我正试图通过使用声音文件的MFCC从.wav文件中提取功能。当我试图将MFCC列表转换为numpy数组时,我遇到了一个错误。我很确定发生这个错误是因为列表中包含不同形状的MFCC值(但我不确定如何解决这个问题)。
我看了另外两篇stackoverflow帖子,但这些帖子并不能解决我的问题,因为它们对某项任务太具体了。
ValueError:无法将输入数组从形状(128128,3)广播到形状(128128)
值错误:无法将输入数组从形状(857,3)广播到形状(857)
完整错误消息:
Traceback(上次调用):文件"/…./…/…./Batch_MFCC_Data.py",第68行,inX=np。数组(MFCC)值错误:无法将输入数组从形状(20590)广播到形状(20)
代码示例:
all_wav_paths = glob.glob('directory_of_wav_files/**/*.wav', recursive=True)
np.random.shuffle(all_wav_paths)
MFCCs = [] #array to hold all MFCC's
labels = [] #array to hold all labels
for i, wav_path in enumerate(all_wav_paths):
individual_MFCC = MFCC_from_wav(wav_path)

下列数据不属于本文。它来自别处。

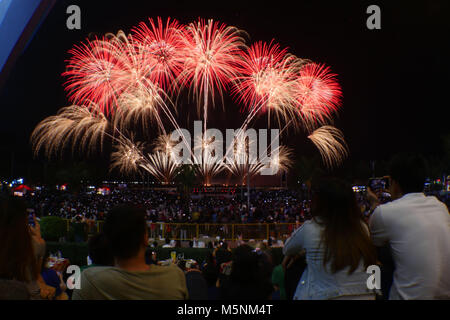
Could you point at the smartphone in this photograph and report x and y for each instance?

#MFCC_from_wav() -> returns the MFCC coefficients
label = get_class(wav_path)
#get_class() -> returns the label of the wav file either 0 or 1
#add features and label to the array
MFCCs.append(individual_MFCC)
labels.append(label)
#Must convert the training data to a Numpy Array for
#train_test_split and saving to local drive
X = np.array(MFCCs) #THIS LINE CRASHES WITH ABOVE ERROR
# binary encode labels
onehot_encoder = OneHotEncoder(sparse=False)

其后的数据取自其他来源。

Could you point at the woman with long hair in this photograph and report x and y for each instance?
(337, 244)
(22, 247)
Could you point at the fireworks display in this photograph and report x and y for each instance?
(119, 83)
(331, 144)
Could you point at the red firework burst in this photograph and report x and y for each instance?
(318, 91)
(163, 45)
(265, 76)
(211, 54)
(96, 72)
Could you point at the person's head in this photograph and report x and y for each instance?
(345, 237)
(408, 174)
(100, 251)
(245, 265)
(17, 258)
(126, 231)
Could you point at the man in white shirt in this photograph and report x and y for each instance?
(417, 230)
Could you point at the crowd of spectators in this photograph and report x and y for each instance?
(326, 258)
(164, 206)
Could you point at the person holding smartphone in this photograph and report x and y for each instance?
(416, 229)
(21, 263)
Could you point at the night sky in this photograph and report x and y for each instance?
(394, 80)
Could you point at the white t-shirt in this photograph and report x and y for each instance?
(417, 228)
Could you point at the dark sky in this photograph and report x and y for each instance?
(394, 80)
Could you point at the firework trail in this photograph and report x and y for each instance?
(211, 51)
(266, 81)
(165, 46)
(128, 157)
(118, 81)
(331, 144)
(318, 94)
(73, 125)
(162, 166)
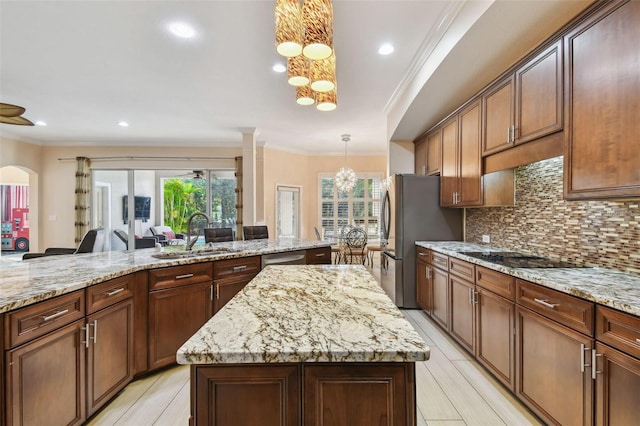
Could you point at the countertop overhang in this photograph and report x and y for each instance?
(26, 282)
(312, 313)
(607, 287)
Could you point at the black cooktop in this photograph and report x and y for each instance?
(512, 259)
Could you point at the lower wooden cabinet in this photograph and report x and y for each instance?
(46, 379)
(175, 314)
(553, 378)
(110, 353)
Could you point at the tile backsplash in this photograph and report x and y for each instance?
(595, 233)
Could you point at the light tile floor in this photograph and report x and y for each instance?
(452, 389)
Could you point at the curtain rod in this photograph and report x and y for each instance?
(128, 157)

Y = onehot_encoder.fit_transform(labels)
#create train/test data
from sklearn.cross_validation import train_test_split
X_train, X_test, y_train, y_test = train_test_split(MFCCs, Y, test_size=0.25, random_state=0)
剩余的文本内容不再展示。